I can name at least half a dozen people from school who fell in love with Shal in the past year alone, and even though she's gone on a couple dates with some of them, she always brushes them aside sooner than later. She always says she's got bigger things on the horizon than crushes and boys.
"It's not even that important," she adds, her voice brisk. "I just want to know if it's all bullshit or not.

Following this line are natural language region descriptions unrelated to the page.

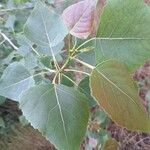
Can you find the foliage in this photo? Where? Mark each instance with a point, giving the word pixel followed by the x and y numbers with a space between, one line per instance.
pixel 38 65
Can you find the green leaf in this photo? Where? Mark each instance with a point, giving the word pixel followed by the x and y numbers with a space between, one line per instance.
pixel 63 114
pixel 10 22
pixel 85 88
pixel 124 33
pixel 2 123
pixel 44 27
pixel 2 99
pixel 14 81
pixel 112 86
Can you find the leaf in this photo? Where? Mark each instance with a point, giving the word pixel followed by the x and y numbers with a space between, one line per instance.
pixel 2 123
pixel 10 22
pixel 2 100
pixel 14 81
pixel 124 33
pixel 84 88
pixel 63 114
pixel 81 17
pixel 116 92
pixel 111 144
pixel 44 27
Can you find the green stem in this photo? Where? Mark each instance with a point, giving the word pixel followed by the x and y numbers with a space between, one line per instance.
pixel 83 63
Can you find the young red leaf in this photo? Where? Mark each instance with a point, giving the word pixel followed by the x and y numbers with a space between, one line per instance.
pixel 81 18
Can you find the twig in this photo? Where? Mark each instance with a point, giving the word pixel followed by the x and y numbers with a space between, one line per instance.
pixel 15 9
pixel 83 63
pixel 70 80
pixel 73 70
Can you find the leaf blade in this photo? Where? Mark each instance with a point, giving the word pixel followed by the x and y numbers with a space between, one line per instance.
pixel 116 92
pixel 66 113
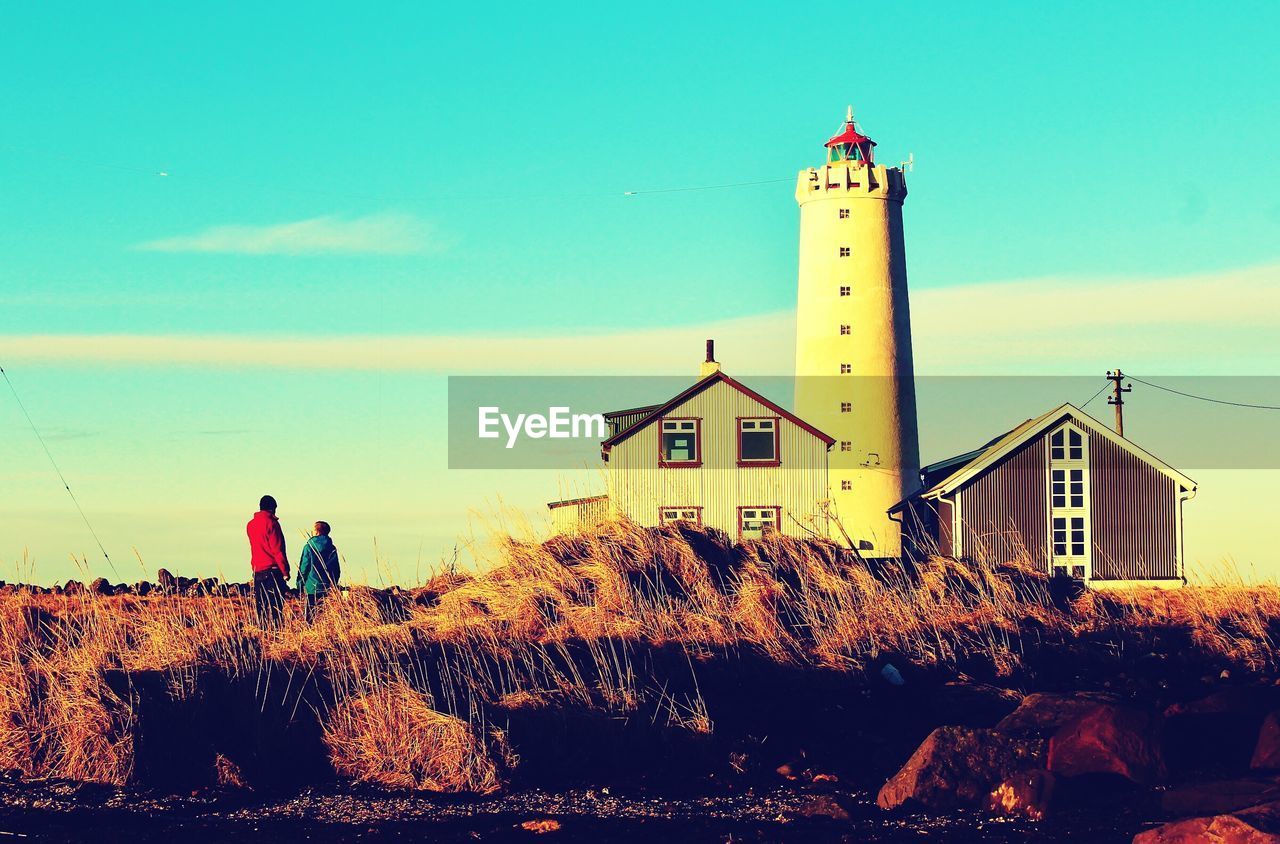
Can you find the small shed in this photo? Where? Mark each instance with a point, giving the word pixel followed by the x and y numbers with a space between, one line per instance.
pixel 1061 491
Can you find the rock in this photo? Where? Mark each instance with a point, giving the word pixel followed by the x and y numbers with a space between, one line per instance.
pixel 1041 715
pixel 823 806
pixel 959 766
pixel 1219 731
pixel 1221 795
pixel 1109 739
pixel 227 774
pixel 973 705
pixel 1257 825
pixel 1024 794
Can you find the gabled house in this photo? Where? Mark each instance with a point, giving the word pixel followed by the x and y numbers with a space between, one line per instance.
pixel 720 455
pixel 1063 491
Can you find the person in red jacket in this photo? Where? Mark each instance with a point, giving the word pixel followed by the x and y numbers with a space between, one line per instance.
pixel 270 564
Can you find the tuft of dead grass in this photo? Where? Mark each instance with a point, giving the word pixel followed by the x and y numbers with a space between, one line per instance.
pixel 551 624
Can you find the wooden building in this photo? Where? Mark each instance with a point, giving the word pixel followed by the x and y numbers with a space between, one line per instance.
pixel 1063 491
pixel 720 455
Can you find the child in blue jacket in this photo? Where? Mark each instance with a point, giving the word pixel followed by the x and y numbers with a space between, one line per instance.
pixel 319 569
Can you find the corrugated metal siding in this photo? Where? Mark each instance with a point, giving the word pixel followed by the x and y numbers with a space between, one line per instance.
pixel 639 487
pixel 1004 512
pixel 927 528
pixel 621 421
pixel 1133 514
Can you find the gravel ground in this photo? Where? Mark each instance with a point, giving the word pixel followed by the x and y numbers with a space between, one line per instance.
pixel 74 812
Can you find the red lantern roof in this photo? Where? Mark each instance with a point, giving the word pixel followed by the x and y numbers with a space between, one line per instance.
pixel 850 135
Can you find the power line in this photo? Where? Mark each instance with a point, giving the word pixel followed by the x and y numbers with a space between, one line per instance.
pixel 1216 401
pixel 1095 396
pixel 60 477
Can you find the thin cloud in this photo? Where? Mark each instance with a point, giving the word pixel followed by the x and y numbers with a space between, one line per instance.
pixel 374 235
pixel 1197 324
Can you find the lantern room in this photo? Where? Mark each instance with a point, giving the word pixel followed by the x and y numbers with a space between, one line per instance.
pixel 850 145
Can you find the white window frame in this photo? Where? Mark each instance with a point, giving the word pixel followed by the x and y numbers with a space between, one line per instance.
pixel 758 425
pixel 1068 473
pixel 675 515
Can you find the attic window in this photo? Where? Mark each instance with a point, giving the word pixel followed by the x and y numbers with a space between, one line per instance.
pixel 681 442
pixel 758 442
pixel 1066 443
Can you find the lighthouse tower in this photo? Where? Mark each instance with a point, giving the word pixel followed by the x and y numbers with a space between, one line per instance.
pixel 854 373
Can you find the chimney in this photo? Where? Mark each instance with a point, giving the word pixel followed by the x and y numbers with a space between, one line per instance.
pixel 709 365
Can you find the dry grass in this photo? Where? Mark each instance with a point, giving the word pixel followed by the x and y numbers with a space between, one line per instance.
pixel 551 624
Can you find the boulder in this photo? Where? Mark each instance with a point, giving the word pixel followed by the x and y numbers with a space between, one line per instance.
pixel 1024 794
pixel 1257 825
pixel 1041 715
pixel 1109 739
pixel 1221 795
pixel 959 766
pixel 1266 748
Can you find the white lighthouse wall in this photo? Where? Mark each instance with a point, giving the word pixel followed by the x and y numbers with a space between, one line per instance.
pixel 871 365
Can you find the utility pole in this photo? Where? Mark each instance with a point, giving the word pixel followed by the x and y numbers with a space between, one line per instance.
pixel 1116 398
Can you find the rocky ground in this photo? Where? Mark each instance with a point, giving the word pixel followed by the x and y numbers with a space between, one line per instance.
pixel 73 812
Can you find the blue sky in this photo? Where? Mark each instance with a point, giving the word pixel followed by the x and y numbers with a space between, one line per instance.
pixel 414 170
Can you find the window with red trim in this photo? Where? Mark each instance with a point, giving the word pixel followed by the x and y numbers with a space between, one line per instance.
pixel 754 523
pixel 680 442
pixel 758 442
pixel 671 515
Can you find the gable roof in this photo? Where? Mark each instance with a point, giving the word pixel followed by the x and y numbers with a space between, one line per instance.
pixel 965 468
pixel 702 386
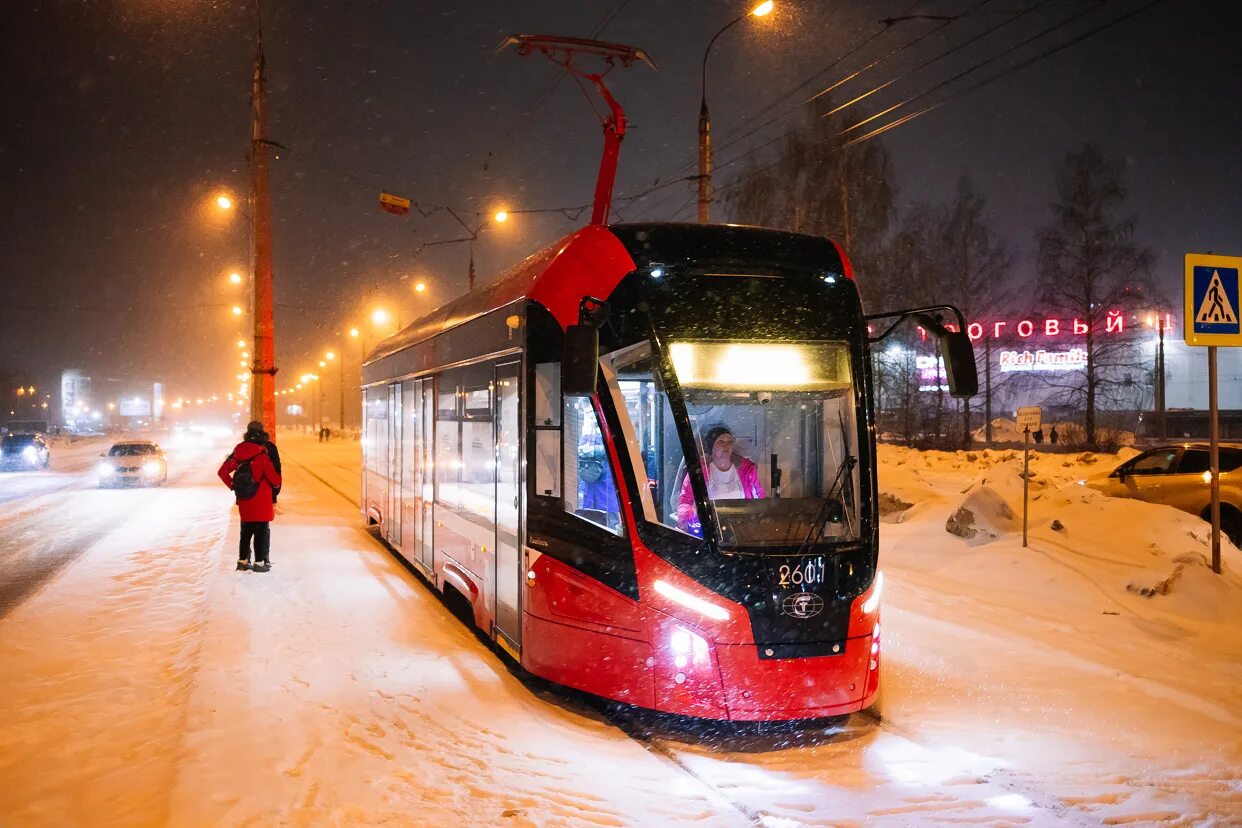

I mean, who even knows what falling in love means , anyway?"
She bends over the paper again and scrawls the words ‘whatever that means' at the end of the last sentence.
Priya and I share a look.
"I like it," Priya says.
I nod. "Me too."
Shal holds the paper up where we can all see it, and we take a moment to read over whatever the hell we've just committed ourselves to:
SUMMER BUCKET LIST
1. Skinny dip in the mansion's pool.
2. Have a summer fling.
3. Smoke a joint.
4. Perform at an open mic.
5. Make a new friend.
6. Attend an insane pool party.
7. Go on a road trip.
8. Post a dance challenge.
9. Get a tattoo or other body modification.
10. Fall in love (whatever that means).
I watch the paper shake a little in Shal's hands. We've gone so quiet I can hear the slight snores of the cats where they're still nestled in a pile of blankets on the floor.
"This is so cheesy," Priya mutters.
The silence of the basement makes her voice sound extra loud.
"Oh, it is, but…" Shal rests the paper on the table and then gets up to hunt around until she finds the nearly empty bottle of white wine and holds it up like she's making a toast. "There's no backing out now, bitches."